Degraffenreid's plea bargain could have resulted in a maximum six-year sentence. A few people in Northside said they were angry about the short length of Degraffenreid's sentence, but several people who know the young man, who was 19 at the time of the shooting, said he should not be in jail at all. "He's a really cool person, really sweet, and he's very smart," said Kenyetta Alston, who lives at 502 Sykes St., directly across from the house where Taylor was killed. "I don't feel that he should be in jail."

Degraffenreid lives in Northside, while Taylor lived in Pittsboro but spent time in the neighborhood. Several residents, including Alston, said they knew her, but not as well as Degraffenreid. "She was a nice girl, she didn't bother nobody," said Loretta Thorton of 600-B Gomains Ave. "She was just in the wrong place at the wrong time."

Other residents blamed the environment on Sykes Street for Taylor's death.

"There are a couple of drinking houses that are right over there," said Ralph Milliken of 611 Gomains Ave., pointing to the area where Taylor was shot. "It should be pretty much like any bar, but anybody can pretty much come and go."

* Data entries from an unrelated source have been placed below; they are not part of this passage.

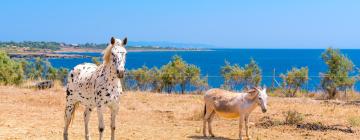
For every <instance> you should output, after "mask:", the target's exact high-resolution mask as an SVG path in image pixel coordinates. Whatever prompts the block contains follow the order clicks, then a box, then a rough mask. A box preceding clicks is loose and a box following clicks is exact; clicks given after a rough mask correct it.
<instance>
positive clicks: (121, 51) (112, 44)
mask: <svg viewBox="0 0 360 140" xmlns="http://www.w3.org/2000/svg"><path fill="white" fill-rule="evenodd" d="M126 44H127V38H126V37H125V38H124V39H123V40H120V39H116V38H114V37H112V38H111V39H110V44H109V46H108V47H107V48H106V50H105V51H104V63H105V65H112V66H113V68H115V72H116V75H117V77H118V78H123V77H124V75H125V61H126V53H127V51H126V49H125V46H126Z"/></svg>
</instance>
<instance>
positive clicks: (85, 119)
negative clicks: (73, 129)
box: [84, 107, 91, 140]
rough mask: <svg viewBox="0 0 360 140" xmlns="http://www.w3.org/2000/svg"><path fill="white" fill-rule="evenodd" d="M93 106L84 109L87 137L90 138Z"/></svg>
mask: <svg viewBox="0 0 360 140" xmlns="http://www.w3.org/2000/svg"><path fill="white" fill-rule="evenodd" d="M90 114H91V108H89V107H86V108H85V111H84V123H85V139H86V140H90V133H89V120H90Z"/></svg>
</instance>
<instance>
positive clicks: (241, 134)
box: [239, 115, 245, 140]
mask: <svg viewBox="0 0 360 140" xmlns="http://www.w3.org/2000/svg"><path fill="white" fill-rule="evenodd" d="M244 118H245V117H244V115H240V118H239V139H240V140H242V134H241V131H242V127H243V123H244Z"/></svg>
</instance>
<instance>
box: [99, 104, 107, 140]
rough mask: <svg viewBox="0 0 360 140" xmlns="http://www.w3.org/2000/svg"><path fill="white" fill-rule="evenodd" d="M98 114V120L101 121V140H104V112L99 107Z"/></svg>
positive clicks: (100, 137) (101, 107)
mask: <svg viewBox="0 0 360 140" xmlns="http://www.w3.org/2000/svg"><path fill="white" fill-rule="evenodd" d="M97 113H98V119H99V140H102V139H103V132H104V129H105V126H104V117H103V111H102V107H101V106H98V107H97Z"/></svg>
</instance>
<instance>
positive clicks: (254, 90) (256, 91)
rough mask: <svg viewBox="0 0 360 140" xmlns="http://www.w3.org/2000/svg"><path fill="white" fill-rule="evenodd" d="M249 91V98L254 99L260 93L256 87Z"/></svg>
mask: <svg viewBox="0 0 360 140" xmlns="http://www.w3.org/2000/svg"><path fill="white" fill-rule="evenodd" d="M247 93H249V94H248V96H247V98H248V99H254V98H255V97H256V96H257V95H258V93H259V91H257V90H256V89H250V90H248V91H247Z"/></svg>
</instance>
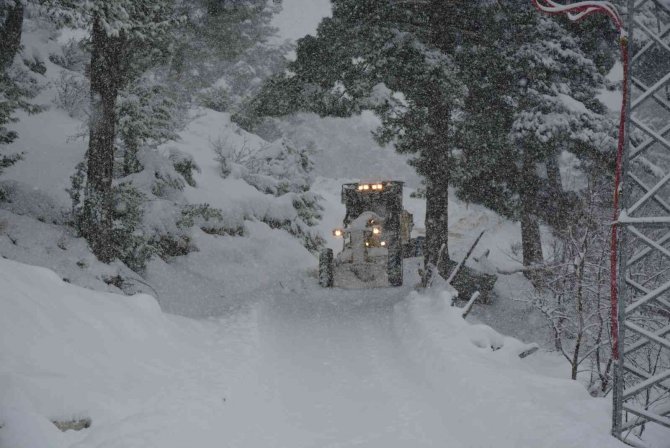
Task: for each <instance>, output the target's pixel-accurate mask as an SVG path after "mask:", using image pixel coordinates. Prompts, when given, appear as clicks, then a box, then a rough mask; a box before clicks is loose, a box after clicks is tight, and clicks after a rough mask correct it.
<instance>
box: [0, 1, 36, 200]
mask: <svg viewBox="0 0 670 448" xmlns="http://www.w3.org/2000/svg"><path fill="white" fill-rule="evenodd" d="M24 9H25V4H24V2H23V1H21V0H0V42H2V44H1V45H0V148H1V147H2V145H7V144H9V143H12V142H13V141H14V140H16V138H17V137H18V134H17V133H16V131H13V130H11V129H9V128H7V125H8V124H9V123H12V122H14V121H15V120H16V118H15V117H14V113H15V112H16V110H24V111H27V112H29V113H34V112H38V111H39V110H40V108H39V107H37V106H35V105H32V104H30V103H29V102H28V98H30V97H31V96H33V95H34V93H35V89H34V86H33V85H32V84H31V79H30V76H28V75H27V74H26V73H24V70H23V69H21V68H18V67H16V66H15V64H14V60H15V57H16V55H17V54H18V53H19V51H20V50H21V32H22V27H23V16H24ZM20 159H21V154H3V153H2V151H1V149H0V174H2V172H3V170H4V169H5V168H8V167H10V166H12V165H14V164H15V163H16V162H18V161H19V160H20ZM3 196H4V194H3V192H2V190H0V199H2V198H3Z"/></svg>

Several residents of the area around Sykes Street and Gomains Avenue said the situation in their neighborhood began improving five or six months ago. Residents partly attributed the improvement to the efforts of the Chapel Hill Housing Department, which operates public housing. "What did good was the Housing Department coming in and putting up 'no trespassing' signs," said Eddie Scotton, of 500-A Sykes St. "I guess they've got some pull around here."

But Scotton also said that only a few months ago, there were people smoking crack in his yard. "A lot of us started reporting this shit and then they put up the 'no trespass' signs and ran the people out," Scotton said. "They got most of the bad apples out, but then a few sneak back in. You can't cure everything."

Scotton said it was possible that Taylor's death lead to stronger efforts from the residents and the town to make the neighborhood safer. "I guess sometimes someone has to get killed for things to get straightened out," he said.

But Chapel Hill Police Chief Gregg Jarvies said the police and town officials had been working to improve the situation in Northside long before Taylor's death. "We've been working with the Northside residents for a couple of years now," Jarvies said.

Jarvies said he was not pleased with the sentence in light of the efforts of police and residents in Northside. "You have an individual who fired a high-caliber rifle into a crowd and killed a woman," Jarvies said, "And will, in a few months, be able to go back to the same neighborhood."